As opposed to early methods of estimating ocean debris by way of sample counts of plastic floating on the surface of oceans, the new study sought out the major sources of the plastic debris and found the top 20 offenders when it comes to consumption and pollution of ocean-bound trash. Think you know what countries made the list? Well, while it might not surprise you that some of the worst polluters come from developing nations in the far East, it might surprise you that the United States, as a large and wealth consumer, ranked 20th on the list. The others include Brazil, five African nations, Turkey and 11 other Asian countries.
"What we have done is look at the other side of the equation-what's coming out of the faucet, rather than what's already in the bathtub" coauthor of the study and oceanographer with the Sea Education Association, Kara Lavender Law says. "The size of the discrepancy is huge-20 to 2,000 times more than the range of estimates of floating debris."
"That is pretty shocking, especially when you consider that the amount going into the ocean in a single year and what we're counting in the oceans has been going up for 50 years."

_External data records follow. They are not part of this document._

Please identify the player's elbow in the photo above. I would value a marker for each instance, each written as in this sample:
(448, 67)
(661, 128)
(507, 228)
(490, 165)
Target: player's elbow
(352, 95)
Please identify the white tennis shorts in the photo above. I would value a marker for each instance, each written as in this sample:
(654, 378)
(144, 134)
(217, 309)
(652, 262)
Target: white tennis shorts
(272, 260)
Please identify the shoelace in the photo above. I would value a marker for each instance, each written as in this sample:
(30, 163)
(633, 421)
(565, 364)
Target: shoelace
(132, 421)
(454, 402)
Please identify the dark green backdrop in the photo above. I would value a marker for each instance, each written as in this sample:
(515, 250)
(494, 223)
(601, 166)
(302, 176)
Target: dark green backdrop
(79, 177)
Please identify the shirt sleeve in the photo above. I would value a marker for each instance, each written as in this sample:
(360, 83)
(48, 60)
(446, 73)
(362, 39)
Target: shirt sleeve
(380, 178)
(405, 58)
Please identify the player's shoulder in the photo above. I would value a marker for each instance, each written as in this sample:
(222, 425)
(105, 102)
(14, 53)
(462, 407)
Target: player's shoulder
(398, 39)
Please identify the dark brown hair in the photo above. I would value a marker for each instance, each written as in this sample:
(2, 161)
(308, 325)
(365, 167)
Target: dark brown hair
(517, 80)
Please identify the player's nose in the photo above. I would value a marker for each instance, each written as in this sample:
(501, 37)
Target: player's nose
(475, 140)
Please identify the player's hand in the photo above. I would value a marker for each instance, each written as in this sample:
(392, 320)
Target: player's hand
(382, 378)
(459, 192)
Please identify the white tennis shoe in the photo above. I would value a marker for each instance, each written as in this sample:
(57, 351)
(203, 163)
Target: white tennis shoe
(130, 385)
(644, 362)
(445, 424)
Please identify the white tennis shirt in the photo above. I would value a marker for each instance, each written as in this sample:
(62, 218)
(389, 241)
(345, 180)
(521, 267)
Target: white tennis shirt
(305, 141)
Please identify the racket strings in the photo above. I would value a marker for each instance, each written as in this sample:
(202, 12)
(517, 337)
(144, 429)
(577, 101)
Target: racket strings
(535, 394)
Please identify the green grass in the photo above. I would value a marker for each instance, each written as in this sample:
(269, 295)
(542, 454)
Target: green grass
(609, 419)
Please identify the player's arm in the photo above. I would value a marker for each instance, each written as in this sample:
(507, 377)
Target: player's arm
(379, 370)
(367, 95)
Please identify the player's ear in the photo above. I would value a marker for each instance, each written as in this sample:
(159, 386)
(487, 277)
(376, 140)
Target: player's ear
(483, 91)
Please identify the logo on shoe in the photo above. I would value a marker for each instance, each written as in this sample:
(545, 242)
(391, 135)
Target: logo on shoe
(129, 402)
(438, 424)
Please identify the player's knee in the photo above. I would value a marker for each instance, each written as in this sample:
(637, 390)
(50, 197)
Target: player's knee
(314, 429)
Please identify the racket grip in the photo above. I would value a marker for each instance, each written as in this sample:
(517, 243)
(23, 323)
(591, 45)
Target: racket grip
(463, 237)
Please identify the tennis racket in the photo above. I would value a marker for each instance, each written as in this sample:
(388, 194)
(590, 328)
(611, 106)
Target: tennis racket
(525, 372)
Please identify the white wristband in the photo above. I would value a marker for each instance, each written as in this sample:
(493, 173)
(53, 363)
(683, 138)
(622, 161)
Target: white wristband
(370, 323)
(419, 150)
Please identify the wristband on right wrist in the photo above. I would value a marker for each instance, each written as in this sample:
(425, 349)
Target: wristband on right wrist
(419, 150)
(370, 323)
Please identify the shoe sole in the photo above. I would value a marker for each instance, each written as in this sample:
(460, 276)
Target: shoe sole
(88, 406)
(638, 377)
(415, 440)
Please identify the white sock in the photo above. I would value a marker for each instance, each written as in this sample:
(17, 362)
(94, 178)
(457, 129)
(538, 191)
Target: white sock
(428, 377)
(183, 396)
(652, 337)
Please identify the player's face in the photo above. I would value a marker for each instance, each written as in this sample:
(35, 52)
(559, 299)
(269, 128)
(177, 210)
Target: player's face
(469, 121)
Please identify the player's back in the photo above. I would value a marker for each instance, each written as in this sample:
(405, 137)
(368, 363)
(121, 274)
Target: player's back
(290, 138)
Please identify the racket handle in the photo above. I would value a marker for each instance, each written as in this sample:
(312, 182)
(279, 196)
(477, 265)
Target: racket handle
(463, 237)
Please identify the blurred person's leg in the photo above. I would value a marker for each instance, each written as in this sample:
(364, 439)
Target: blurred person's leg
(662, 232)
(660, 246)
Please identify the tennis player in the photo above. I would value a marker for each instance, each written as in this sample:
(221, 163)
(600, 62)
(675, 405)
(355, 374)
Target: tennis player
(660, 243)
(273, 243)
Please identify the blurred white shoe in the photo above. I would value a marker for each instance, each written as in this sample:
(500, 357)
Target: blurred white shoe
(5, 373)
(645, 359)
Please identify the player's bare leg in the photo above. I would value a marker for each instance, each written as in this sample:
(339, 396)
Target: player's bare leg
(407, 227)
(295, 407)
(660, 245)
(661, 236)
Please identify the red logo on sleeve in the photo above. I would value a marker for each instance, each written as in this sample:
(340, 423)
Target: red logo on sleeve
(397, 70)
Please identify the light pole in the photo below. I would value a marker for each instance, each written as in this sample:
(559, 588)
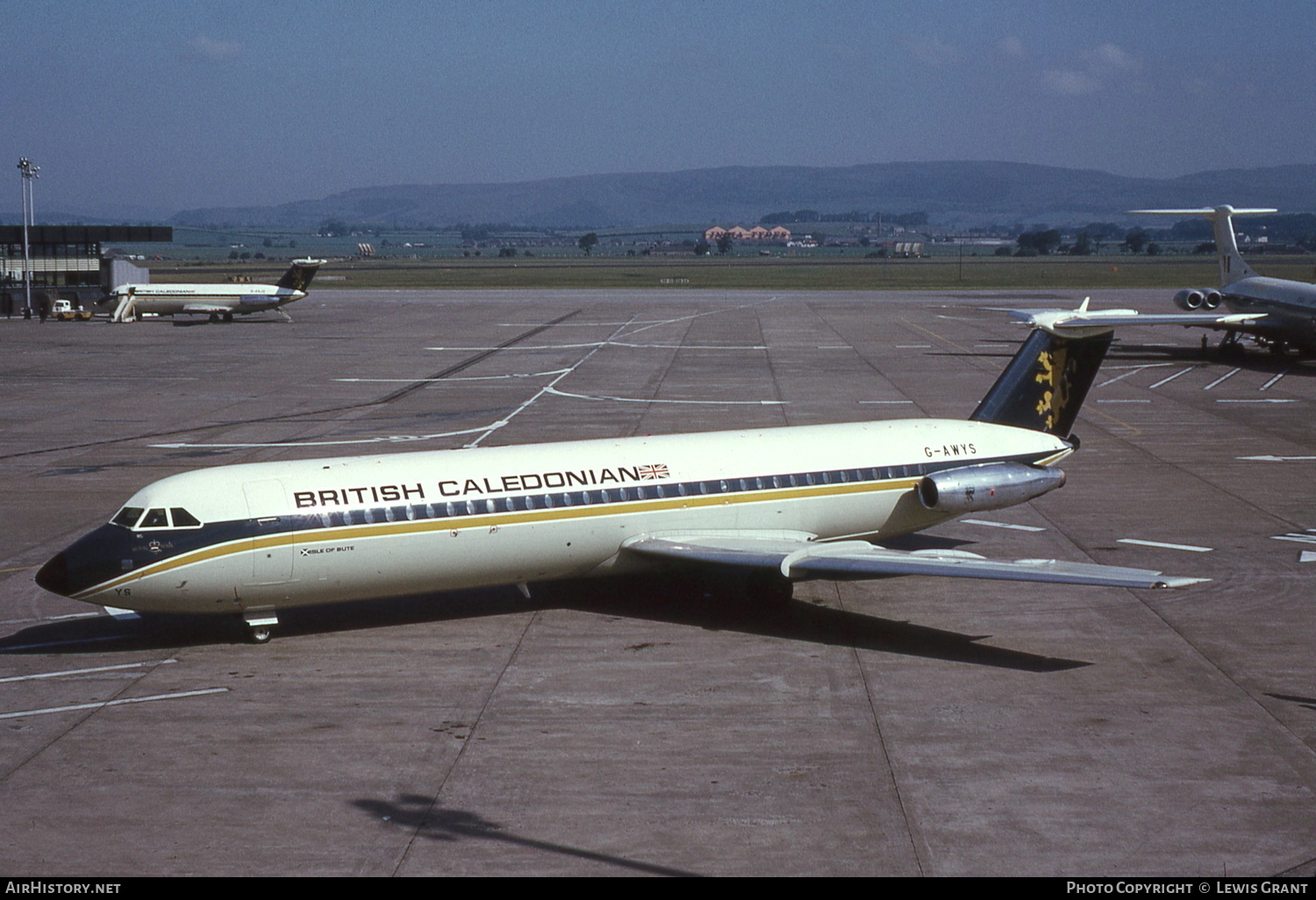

And the models the researchers created reveal an even more terrifyingly trashy future, estimating that by 2025 nearly 155 million tons of plastic trash a year may reach oceans if garbage management practices do not change.
Can you fathom the trash?
Think that you know what eight million tons of plastic trash looks like? To put it into a context that everyone can understand, lead author of the study, Jenna Dambeck says that the insurmountable garbage heap is like lining up five grocery bags, filled with trash, side-by-side along every foot of coastline around the globe. And that's a whole lot of trash.